"The goal here is to get the best practices," said Firefighters Pension Board CEO and Secretary-Treasurer Richard Hampton at a board meeting Thursday. But the board doesn't even follow the best practices laid out by the state's legislative auditor.
"There's no alcohol purchased under the pension fund credit card," Hampton told us in an interview. "If anybody drank alcohol, it was purchased by an outside investment manager."
A receipt showed otherwise. The pension board paid $1,000 for unlimited beer, wine and liquor. The receipt didn't come from the pension board, though -- they don't keep any.

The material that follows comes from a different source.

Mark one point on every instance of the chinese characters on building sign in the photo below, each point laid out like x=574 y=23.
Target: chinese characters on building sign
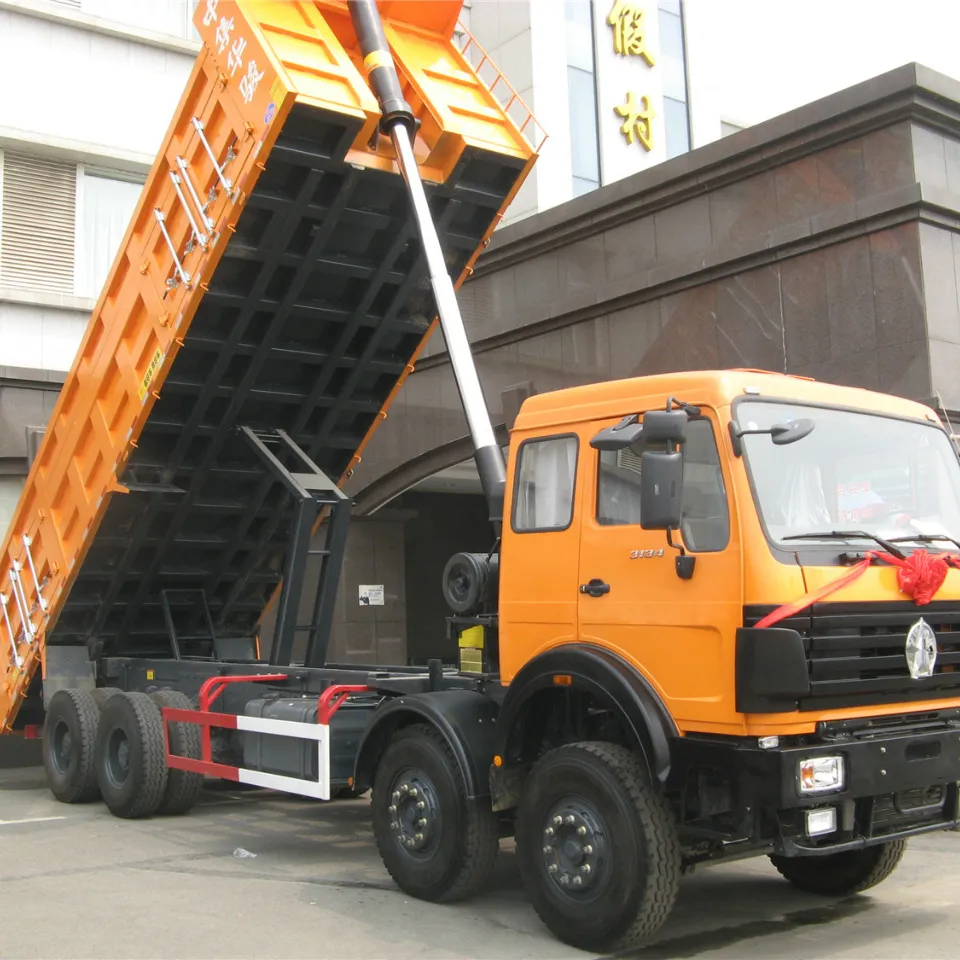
x=250 y=79
x=630 y=40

"I reviewed the credit card statements," said Hampton, "and as long as everything I see on the statement is in compliance with our rules and our expense policy, there's not an issue."
The board's policy states they have an expense review committee. The problem is they never created one, until Thursday.
"Given the info that was reported, our thoughts were that a review of our expense policy and a review of all checks and balances that we have in place for expenditures is warranted," Hampton told the board.
The board ordered that committee to review past expenses and create a tighter policy for the future.
Hampton said, "What we need to do is regain the confidence in anybody that would have any doubts that any actions that this board take were actions that were inappropriate or illegal [sic]."
Our story Monday night showed the New Orleans Fire Pension Board issued 11 credit cards to members and employees. New Orleans City Hall has a total of five cards for 4,000 employees.
But the board voted to suspend the use of all but one card -- the card assigned to the office will remain available for use.
"I think it would be appropriate, until committee does a report and makes a recommendation, that the credit cards assigned to any of the trustees cease to be used." Hampton said.
Trustees mainly used their cards for travel, but some charged meals. And with no receipts, it's hard to track what's a legitimate expenditure.
The board had some pricey restaurant bills -- $2500 at Mr. John's, $1100 at Tommy's Wine Bar -- but all of that will stop now, as the Fire Pension Board tightens its policies on spending.